Stormdancer (The Lotus War #1)

WHO ARE YOU?

Yukiko.

Intrigue overcame anger, wheeling closer, and in that moment it returned

her touch. A ghost of a whisper, the strength of a steel spring coiled behind it, waiting to be unleashed.

WHAT ARE YOU?

The wind rushed beneath them, the raging storm nothing but a summer breeze, electricity tingling on their flesh as the lightning flashed. And then they felt pain, a series of deep thuds into their belly, piercing, venomous. Sleep curled out along their veins, and rage rose to challenge it, a scream building in their throats and spilling forth to fill the skies.

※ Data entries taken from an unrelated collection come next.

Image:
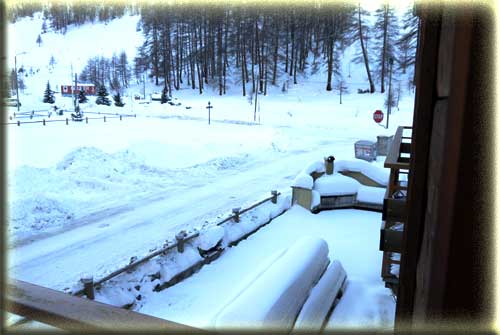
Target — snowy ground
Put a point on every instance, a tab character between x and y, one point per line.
77	191
352	237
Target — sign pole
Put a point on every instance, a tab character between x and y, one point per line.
209	107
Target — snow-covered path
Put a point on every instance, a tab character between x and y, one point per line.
109	240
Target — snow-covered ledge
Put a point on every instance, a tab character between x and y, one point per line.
302	190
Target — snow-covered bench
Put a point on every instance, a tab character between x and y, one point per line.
352	183
275	295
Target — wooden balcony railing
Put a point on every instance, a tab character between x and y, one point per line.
72	313
395	208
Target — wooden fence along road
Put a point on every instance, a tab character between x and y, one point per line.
26	298
30	115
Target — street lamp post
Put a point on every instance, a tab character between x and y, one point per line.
17	83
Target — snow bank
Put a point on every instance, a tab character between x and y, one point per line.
380	175
372	195
318	304
38	213
276	296
363	306
116	296
251	220
316	199
318	166
336	184
303	180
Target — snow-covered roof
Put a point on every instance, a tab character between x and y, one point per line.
72	85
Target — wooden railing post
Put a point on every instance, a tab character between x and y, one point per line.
236	214
180	240
88	285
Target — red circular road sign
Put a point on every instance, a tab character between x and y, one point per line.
378	116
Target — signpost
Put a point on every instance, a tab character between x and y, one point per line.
378	116
209	107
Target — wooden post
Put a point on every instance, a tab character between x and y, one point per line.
88	286
329	164
209	107
180	241
236	214
274	193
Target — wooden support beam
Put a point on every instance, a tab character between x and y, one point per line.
425	69
68	312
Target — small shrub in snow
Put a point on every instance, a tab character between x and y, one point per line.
303	180
48	96
118	100
102	96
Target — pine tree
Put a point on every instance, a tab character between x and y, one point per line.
82	98
102	96
386	31
48	96
118	100
164	95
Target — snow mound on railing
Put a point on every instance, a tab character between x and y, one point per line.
318	166
38	213
336	184
372	171
303	180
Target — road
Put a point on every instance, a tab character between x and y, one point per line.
106	240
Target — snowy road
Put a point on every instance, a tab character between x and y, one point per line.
109	238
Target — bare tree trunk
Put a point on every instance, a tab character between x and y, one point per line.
384	52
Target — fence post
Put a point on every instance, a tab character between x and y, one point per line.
274	193
180	240
88	285
236	214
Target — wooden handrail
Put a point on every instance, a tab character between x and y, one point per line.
72	313
393	159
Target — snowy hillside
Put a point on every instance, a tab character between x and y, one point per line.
136	181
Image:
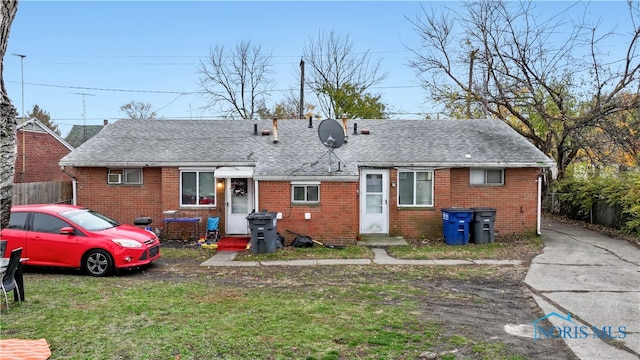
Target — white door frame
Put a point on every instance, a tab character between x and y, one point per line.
236	223
374	219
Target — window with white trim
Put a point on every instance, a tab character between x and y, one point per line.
486	176
415	188
305	192
197	188
124	177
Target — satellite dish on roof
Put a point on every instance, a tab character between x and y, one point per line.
331	133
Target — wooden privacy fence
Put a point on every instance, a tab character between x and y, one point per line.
51	192
600	213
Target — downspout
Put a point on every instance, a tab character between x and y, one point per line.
255	195
74	185
539	205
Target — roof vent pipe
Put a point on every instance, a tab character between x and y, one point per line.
275	130
344	127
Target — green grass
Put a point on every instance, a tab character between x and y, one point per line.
513	248
119	318
316	252
506	248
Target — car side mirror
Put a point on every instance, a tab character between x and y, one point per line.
67	230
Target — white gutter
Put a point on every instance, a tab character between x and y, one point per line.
539	205
255	195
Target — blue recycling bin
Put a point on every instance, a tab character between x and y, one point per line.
455	225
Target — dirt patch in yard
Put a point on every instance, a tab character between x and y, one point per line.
472	304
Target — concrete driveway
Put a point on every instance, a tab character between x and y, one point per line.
588	286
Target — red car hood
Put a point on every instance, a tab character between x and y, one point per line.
126	231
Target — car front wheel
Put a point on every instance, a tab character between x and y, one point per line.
97	263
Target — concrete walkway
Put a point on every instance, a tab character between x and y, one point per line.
595	279
380	257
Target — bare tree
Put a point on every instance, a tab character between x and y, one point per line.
335	64
236	80
8	115
548	78
138	110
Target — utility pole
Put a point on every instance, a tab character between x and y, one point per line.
301	115
24	135
84	113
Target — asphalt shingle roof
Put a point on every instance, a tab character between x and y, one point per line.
299	152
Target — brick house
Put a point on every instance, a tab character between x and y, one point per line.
390	177
38	151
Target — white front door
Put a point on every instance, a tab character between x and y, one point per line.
374	202
239	194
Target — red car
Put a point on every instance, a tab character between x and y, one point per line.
76	237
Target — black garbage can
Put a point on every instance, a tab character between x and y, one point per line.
264	237
482	228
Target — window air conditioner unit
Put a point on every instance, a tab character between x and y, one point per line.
114	179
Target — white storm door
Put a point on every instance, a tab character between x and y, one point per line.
374	204
239	196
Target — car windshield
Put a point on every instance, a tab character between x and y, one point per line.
89	220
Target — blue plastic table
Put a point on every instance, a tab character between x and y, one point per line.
195	221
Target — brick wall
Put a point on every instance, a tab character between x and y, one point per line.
123	203
335	219
42	156
515	203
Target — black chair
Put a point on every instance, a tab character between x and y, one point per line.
8	279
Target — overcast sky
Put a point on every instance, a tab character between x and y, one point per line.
85	59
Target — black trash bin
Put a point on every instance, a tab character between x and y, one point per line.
264	237
482	228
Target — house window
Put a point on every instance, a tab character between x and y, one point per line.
486	176
197	187
415	188
305	192
124	177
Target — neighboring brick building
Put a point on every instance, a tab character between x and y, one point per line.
391	177
38	151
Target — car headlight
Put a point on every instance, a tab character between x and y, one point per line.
127	243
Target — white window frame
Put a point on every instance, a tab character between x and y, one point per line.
306	185
197	189
414	171
478	177
124	176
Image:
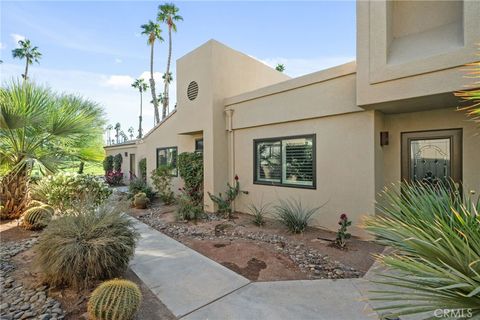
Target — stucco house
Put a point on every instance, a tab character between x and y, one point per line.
336	136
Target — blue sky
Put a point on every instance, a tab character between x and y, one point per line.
94	48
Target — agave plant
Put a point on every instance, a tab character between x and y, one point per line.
42	130
435	234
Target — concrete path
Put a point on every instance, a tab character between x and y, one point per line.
195	287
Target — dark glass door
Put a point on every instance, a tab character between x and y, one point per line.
432	157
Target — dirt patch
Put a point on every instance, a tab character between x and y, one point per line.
251	271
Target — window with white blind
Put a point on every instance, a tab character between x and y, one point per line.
168	157
288	161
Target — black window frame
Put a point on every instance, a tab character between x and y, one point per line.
176	162
281	183
196	145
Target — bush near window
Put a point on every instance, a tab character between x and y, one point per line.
78	250
64	191
190	201
162	180
293	215
139	185
142	164
224	203
108	163
436	236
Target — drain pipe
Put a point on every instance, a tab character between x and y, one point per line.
231	149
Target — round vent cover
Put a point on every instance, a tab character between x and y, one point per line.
192	90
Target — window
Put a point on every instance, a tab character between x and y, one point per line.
286	161
168	157
199	145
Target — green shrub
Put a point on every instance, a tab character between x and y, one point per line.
115	299
37	218
190	200
117	162
293	215
162	180
142	164
94	245
259	213
436	236
140	200
138	185
108	163
64	191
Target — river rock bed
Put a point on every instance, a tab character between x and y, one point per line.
316	264
18	301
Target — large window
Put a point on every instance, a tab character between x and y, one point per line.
288	161
168	157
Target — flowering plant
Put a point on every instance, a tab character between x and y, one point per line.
342	234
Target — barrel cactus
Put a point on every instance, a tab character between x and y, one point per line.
116	299
140	200
37	218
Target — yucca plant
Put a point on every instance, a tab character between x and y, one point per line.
436	262
95	244
294	215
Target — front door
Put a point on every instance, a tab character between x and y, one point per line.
132	166
432	157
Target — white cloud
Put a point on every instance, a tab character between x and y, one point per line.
298	66
17	37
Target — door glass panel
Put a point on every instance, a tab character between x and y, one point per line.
430	161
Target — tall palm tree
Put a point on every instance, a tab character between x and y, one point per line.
117	131
168	13
153	31
42	130
27	52
142	87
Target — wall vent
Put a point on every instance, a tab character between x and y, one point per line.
192	90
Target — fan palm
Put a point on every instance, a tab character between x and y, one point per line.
27	52
436	237
153	31
142	87
168	13
42	130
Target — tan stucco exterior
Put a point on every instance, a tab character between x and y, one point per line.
346	108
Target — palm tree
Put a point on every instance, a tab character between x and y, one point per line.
153	31
42	130
168	13
117	131
142	87
27	52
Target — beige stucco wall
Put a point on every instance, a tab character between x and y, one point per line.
344	167
395	63
395	124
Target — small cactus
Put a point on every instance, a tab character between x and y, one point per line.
116	299
140	200
37	218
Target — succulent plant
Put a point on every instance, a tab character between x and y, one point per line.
140	200
116	299
37	218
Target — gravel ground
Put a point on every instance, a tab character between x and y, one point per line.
18	301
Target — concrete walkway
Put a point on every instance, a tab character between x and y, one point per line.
195	287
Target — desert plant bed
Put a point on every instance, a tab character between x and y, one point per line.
264	253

“You got him!” Akihito cried, swinging the blinding light overhead. The creature roared again, a faint tremor of fatigue underscoring the anger.

Kasumi leaned over her sights, braced the net-thrower against her shoulder. “Now!” Masaru yelled.

A sharp burst of compressed air. Sixty feet of tightly bound lotus hemp

spilled out into the night, gossamer threads as strong as steel, a choir of locusts

buzzing in their ears. The line spooled out from beneath the weapon’s belly,

weighted strands engulfing the bellowing thunder tiger like a spider web. Masaru was already leaping down to the deck, sending the motorized winch spinning. Kasumi fired the second net-thrower, another volley of lines closing over

the beating wings, pressing them tight against flanks now heaving with fear,

fight giving way to flight.

But too late. Too late.

The beast plummeted from the sky, blacksleep pounding in its veins and

knocking it senseless. It dropped away below the starboard railing, falling

down into the dark. The Child lurched sideways, dragged down by the colossal

weight as the winch lines snapped taut, motors screaming in protest. Cloudwalkers cried out in panic as the remaining engine strained to recover, Yamagata pouring on the fuel and pressing down on the wheel with the aid of his

navigator. The storm battered the ship, as if Raijin himself were furious at their

attack on his offspring. Several crew disappeared over the side, dangling by

their lifelines over the whistling drop to the ground hundreds of feet below. But

stubbornly, gradually, the sky-ship righted itself, limping back onto an even

keel.

“Get him up on deck, he’ll tip us over!” Yamagata bellowed.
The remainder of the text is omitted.